Why these sorts of bugs happen is where we get into the big swampy morass of culture. There’s lots of vectors to consider.

First — there’s C, the language. C is a good language for carefully and performantly dealing with streams of bytes on a computer, but it’s so easy to get things wrong. Compounding that — “wrong” is often invisible, and only when your program is used in “this certain way”. C remains the a foundational component of the tools we rely on everyday, but there’s a reason 99% of projects started today don’t start with C.

Second — there’s C, the culture. The culture of C programmers drips with a machismo that if you don’t understand it, the problem’s you. This can lead to a culture where you, a less adapt C programmer, know there’s a problem with something, but don’t want to say anything unless you invoke the derision of the original program or your supposed peers. Try asking a C question on a programming forum like Stack Overflow if you’d like a taste of this.

Even when everyone’s working at the same level, there’s a tendency to prefer the dangerous techniques to safer, less performant options.

So, Not all C Programmers, etc., but this culture problem is real, and can easily lead to bugs like this slipping through.

The third, and final vector to consider, is PHP and open source culture — in particular the culture around the PHP core project itself. You get a taste of this in the initial bug report.
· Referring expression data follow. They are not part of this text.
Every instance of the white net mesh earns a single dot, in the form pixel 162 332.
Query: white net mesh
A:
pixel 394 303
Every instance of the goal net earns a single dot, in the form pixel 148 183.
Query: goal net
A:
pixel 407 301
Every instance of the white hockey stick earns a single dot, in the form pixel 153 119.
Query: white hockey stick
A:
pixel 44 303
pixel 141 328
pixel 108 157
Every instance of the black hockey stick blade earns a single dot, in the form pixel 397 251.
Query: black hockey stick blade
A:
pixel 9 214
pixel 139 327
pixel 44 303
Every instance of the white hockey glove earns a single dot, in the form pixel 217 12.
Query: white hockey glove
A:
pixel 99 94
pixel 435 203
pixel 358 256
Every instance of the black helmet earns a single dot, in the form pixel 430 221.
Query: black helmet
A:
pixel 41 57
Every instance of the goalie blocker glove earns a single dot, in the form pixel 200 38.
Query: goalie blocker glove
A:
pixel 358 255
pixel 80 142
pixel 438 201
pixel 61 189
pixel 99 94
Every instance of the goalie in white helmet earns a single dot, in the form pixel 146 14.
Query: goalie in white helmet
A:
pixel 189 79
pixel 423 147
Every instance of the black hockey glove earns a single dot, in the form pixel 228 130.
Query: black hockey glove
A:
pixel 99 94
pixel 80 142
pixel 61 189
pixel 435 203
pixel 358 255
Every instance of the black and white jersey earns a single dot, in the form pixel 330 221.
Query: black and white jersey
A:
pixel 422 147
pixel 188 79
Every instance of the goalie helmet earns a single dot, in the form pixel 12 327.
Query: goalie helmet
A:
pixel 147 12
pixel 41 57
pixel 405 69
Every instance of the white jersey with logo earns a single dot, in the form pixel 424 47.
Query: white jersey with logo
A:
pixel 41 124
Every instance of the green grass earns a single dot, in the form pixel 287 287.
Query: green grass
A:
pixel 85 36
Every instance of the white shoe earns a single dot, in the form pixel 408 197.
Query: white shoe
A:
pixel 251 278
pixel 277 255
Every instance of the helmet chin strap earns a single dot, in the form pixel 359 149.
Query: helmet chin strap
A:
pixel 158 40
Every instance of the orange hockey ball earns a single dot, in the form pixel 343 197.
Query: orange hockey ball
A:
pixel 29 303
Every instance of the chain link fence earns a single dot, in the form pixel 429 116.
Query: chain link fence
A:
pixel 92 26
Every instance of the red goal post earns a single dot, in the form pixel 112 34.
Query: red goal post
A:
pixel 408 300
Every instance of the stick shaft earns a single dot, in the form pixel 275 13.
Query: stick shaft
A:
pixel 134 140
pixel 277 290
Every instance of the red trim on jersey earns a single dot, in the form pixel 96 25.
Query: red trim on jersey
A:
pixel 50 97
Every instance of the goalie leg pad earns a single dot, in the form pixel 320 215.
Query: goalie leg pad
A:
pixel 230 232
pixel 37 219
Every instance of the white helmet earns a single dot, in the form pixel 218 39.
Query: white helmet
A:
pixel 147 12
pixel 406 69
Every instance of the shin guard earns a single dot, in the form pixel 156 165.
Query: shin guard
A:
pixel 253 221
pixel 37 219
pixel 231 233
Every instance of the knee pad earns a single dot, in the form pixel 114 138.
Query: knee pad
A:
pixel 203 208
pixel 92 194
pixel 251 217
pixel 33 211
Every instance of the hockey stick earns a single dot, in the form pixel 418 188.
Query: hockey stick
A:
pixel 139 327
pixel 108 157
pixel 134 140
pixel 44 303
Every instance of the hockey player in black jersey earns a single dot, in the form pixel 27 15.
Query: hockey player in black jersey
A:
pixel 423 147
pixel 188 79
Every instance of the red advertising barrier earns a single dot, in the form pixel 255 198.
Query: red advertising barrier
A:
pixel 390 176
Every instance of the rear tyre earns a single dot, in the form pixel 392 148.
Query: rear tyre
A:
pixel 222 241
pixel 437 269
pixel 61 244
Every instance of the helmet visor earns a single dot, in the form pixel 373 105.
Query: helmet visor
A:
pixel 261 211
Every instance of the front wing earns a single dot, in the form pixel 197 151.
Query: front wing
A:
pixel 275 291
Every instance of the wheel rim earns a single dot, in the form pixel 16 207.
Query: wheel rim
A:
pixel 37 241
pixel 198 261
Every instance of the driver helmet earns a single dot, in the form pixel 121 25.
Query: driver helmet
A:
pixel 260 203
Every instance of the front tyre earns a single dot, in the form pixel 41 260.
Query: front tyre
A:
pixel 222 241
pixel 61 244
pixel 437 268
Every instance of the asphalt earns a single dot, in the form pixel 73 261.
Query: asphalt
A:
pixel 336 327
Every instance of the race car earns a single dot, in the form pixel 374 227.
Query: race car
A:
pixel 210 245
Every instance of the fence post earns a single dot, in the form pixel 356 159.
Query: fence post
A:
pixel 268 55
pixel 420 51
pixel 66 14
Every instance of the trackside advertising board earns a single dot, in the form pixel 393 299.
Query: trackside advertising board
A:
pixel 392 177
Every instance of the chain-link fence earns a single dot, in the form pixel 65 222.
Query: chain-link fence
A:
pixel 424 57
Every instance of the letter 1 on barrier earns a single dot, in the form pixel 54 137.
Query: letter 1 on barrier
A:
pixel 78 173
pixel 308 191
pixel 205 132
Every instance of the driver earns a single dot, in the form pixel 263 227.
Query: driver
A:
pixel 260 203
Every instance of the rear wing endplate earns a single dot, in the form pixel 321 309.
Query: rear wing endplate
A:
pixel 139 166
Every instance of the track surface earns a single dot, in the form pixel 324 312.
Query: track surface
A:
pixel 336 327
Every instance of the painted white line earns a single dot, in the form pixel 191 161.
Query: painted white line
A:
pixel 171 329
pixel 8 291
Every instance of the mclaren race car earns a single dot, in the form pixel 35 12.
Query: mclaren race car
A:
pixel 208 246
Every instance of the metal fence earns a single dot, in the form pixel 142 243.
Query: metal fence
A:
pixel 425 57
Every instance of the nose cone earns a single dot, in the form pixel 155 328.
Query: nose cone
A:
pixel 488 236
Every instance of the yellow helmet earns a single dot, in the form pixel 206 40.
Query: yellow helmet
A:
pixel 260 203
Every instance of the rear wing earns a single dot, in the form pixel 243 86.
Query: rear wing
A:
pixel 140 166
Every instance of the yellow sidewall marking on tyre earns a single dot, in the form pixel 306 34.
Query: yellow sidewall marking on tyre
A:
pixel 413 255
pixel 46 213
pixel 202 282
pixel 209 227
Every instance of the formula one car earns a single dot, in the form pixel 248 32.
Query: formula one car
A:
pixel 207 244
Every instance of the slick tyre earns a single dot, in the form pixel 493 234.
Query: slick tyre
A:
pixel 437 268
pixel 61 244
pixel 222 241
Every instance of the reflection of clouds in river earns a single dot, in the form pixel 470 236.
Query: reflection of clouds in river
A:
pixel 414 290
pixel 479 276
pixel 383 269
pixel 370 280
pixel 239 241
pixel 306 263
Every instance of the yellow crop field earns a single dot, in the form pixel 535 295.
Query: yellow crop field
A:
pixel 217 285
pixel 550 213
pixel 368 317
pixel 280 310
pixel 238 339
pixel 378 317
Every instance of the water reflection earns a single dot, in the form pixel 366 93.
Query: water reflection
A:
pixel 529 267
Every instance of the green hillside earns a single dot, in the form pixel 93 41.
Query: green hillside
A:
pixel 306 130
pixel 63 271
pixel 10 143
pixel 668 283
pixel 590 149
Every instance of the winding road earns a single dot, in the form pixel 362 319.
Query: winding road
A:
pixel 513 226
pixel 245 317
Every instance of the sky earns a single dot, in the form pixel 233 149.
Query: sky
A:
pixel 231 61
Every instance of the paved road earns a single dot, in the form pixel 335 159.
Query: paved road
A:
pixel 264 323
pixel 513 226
From your description I conclude that the issue can not happen unless FPM is misconfigured in a way that essentially makes it broken

By and large, PHP — the language — is maintained by people who aren’t working PHP programmers. It’s also, by and large, maintained by people who are volunteers. I saw some loose talk of this problem only affecting “misconfigured” nginx servers — which (as someone’s who been a working PHP programmer) seems like willful ignorance of how people use PHP in the wild.

But — someone that’s not a working PHP programmer (i.e. a core developer) might not realize how common the above web server configuration is, and might just assume that if folks are sending weird data to the FPM daemon that’s on the data sender. That might seem irresponsible (and it is), but when you’re a volunteer it’s easy to think hard things are someone else’s problem.

The PHP culture problem goes beyond the core team as well — why isn’t there a safer standard nginx configuration in use? Heck, forget safer — why isn’t there a standard one period? Why are we all relying on tutorials written as content marketing for hosting companies to make all this work?

Fortunately, the original reporter was both patient and persistent, and (to PHP core’s credit) someone eventually noticed the potential seriousness of the exploit, and a fix was available before the exploit was made public via the usual security blog PR networks. That said — as my career spiral has brought me further and further down the abstraction stack it’s somewhat — concerning? — how fragile the systems we rely on for everyday work really are.